Question

The formulae, for resistivity (p) and Young’s modules (Y) are, respectively,

\(p=\frac{\pi r^2R}{l}\) and Y = \(\frac{FL}{\pi^2l}\)

The relative errors, in p and Y, would then be, given, by the respective expressions.

(1) \((\frac{Δp}{p}=\frac{2Δr}{r}+\frac{ΔR}{R}+\frac{Δl}{l})\) and \((\frac{ΔY}{Y}=\frac{dF}{F}+\frac{ΔL}{L}+\frac{2Δr}{r}+\frac{Δl}{l})\)

(2) \((\frac{Δp}{p}=\frac{2Δr}{r}+\frac{ΔR}{R}-\frac{Δl}{l})\) and \((\frac{ΔY}{Y}=\frac{dF}{F}+\frac{ΔL}{L}+\frac{2Δr}{r}+\frac{Δl}{l})\)

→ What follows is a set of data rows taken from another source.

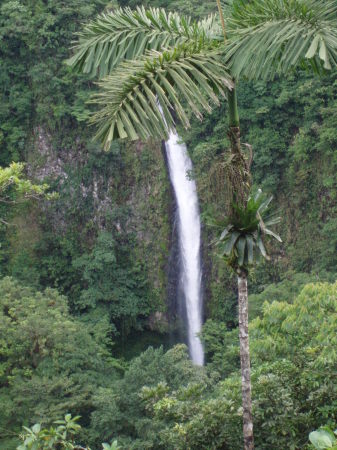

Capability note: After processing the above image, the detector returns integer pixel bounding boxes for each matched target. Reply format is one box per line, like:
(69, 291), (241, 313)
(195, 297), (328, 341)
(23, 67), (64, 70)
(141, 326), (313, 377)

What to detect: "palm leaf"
(225, 0), (337, 79)
(91, 44), (232, 148)
(67, 7), (215, 77)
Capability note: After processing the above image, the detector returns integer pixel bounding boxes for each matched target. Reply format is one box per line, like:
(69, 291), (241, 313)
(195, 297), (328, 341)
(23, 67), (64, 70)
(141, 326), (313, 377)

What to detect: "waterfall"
(165, 127), (204, 366)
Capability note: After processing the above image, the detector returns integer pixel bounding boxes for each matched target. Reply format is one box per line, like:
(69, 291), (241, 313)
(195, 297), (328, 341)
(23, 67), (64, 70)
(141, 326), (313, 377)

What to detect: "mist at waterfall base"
(165, 131), (204, 366)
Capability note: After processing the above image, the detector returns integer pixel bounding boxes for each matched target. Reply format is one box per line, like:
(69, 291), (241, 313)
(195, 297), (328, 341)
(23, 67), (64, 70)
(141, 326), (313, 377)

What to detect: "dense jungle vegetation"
(0, 0), (337, 450)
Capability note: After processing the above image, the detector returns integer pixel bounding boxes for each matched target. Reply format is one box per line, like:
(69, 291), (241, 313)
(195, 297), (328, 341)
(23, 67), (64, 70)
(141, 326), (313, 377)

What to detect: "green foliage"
(91, 345), (208, 450)
(73, 232), (150, 336)
(309, 427), (337, 450)
(0, 0), (105, 165)
(17, 414), (81, 450)
(143, 283), (337, 450)
(17, 414), (120, 450)
(0, 162), (50, 201)
(0, 278), (117, 446)
(216, 189), (282, 270)
(225, 0), (337, 79)
(67, 6), (214, 78)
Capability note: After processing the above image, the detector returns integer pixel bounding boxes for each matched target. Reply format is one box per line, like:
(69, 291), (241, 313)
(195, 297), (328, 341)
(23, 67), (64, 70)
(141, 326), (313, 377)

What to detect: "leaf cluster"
(215, 189), (282, 269)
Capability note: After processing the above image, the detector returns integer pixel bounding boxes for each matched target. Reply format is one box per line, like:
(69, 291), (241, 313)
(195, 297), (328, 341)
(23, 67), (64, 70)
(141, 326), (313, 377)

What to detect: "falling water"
(165, 127), (204, 366)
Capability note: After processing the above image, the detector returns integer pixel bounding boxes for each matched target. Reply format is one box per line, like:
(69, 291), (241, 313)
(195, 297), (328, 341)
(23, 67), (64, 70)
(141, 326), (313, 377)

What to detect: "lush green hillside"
(0, 0), (337, 450)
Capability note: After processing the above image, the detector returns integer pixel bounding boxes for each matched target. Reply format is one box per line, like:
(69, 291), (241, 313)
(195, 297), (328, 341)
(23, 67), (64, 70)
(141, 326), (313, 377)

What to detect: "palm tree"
(68, 0), (337, 450)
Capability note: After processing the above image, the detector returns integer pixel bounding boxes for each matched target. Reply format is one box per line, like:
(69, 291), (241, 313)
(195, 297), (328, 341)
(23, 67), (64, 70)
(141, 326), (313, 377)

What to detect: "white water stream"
(165, 131), (204, 366)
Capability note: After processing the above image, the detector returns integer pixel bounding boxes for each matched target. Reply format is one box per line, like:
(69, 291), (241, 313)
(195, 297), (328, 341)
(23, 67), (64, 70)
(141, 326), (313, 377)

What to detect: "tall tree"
(68, 0), (337, 450)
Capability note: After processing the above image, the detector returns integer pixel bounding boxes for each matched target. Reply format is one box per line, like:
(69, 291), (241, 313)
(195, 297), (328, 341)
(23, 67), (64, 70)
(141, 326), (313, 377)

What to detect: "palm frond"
(67, 7), (215, 77)
(225, 0), (337, 79)
(91, 44), (233, 148)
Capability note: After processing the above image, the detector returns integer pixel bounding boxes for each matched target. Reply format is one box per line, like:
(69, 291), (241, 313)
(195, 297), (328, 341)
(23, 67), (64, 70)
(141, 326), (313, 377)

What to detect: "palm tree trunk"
(238, 270), (254, 450)
(216, 0), (254, 444)
(228, 89), (254, 450)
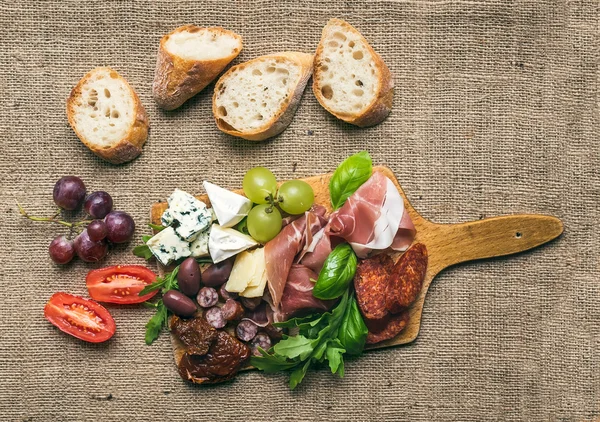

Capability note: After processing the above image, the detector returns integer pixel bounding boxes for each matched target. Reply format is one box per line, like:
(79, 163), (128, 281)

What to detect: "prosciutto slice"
(265, 207), (326, 309)
(275, 264), (336, 321)
(328, 172), (414, 258)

(3) \((\frac{Δp}{p}=\frac{2Δr}{r^2}+\frac{ΔR}{R}-\frac{Δl}{l})\) and \((\frac{ΔY}{Y}=\frac{ΔF}{F}+\frac{ΔL}{L}+\frac{2Δr}{r^2}+\frac{Δl}{l})\)

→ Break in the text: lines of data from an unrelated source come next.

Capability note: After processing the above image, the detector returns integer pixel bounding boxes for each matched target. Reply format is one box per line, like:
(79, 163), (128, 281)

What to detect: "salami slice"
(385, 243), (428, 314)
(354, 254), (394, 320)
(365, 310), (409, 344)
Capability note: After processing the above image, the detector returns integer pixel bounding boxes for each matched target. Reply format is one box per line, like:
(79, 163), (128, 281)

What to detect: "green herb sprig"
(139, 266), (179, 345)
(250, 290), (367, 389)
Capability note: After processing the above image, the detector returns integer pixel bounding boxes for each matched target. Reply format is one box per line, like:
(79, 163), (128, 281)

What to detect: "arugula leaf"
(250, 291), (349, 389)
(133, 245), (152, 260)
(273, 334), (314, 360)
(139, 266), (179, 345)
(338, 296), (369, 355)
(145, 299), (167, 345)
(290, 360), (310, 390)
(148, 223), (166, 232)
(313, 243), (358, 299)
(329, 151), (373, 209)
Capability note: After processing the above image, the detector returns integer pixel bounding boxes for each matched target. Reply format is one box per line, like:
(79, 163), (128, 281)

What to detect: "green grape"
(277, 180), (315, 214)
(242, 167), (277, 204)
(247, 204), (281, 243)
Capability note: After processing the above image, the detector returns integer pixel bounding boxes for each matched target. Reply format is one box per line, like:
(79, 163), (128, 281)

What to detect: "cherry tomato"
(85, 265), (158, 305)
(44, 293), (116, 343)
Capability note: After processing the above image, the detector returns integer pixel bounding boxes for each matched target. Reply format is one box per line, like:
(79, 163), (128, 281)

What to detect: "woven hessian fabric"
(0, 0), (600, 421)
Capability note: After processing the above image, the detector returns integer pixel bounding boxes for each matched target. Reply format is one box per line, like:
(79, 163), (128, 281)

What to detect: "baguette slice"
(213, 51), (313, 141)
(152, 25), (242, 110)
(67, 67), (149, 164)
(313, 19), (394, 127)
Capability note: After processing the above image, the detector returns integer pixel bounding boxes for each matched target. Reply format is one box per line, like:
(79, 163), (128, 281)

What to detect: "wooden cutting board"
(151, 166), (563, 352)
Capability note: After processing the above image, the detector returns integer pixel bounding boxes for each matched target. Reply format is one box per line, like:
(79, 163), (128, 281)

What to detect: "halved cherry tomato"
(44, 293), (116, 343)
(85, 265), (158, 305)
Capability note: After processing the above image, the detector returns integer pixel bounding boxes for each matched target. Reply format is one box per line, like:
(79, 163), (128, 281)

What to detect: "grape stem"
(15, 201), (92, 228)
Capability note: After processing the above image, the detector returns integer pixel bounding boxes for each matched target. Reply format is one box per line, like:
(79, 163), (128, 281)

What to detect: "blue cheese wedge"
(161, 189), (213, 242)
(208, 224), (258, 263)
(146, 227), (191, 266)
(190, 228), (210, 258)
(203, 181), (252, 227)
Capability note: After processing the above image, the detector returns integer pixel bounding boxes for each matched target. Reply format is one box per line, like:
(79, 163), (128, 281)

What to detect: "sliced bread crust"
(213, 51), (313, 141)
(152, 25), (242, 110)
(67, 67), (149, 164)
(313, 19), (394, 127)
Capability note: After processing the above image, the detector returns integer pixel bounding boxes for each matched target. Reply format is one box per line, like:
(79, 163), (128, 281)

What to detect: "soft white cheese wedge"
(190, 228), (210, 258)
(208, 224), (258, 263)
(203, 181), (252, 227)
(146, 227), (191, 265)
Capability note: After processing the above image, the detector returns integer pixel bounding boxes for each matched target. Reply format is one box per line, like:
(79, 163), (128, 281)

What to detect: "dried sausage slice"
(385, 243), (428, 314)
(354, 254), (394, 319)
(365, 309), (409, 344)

(4) \((\frac{Δp}{p}=\frac{2Δr}{r^2}+\frac{ΔR}{R}+\frac{Δl}{l})\) and \((\frac{ΔY}{Y}=\frac{ΔF}{F}+\frac{ΔL}{L}-\frac{2Δr}{r^2}+\frac{Δl}{l})\)

Answer 1

(1) \((\frac{Δp}{p}=\frac{2Δr}{r}+\frac{ΔR}{R}+\frac{Δl}{l})\) and \((\frac{ΔY}{Y}=\frac{dF}{F}+\frac{ΔL}{L}+\frac{2Δr}{r}+\frac{Δl}{l})\)

The relative errors, in all the products as well as the quotients, have to be all added to get the relative error in the given quantity.

Note the relative error in r² is 2(Δr/r) and NOT 2(Δr/r²). Hence, the two expressions, given only in option (1), correspond to these rules.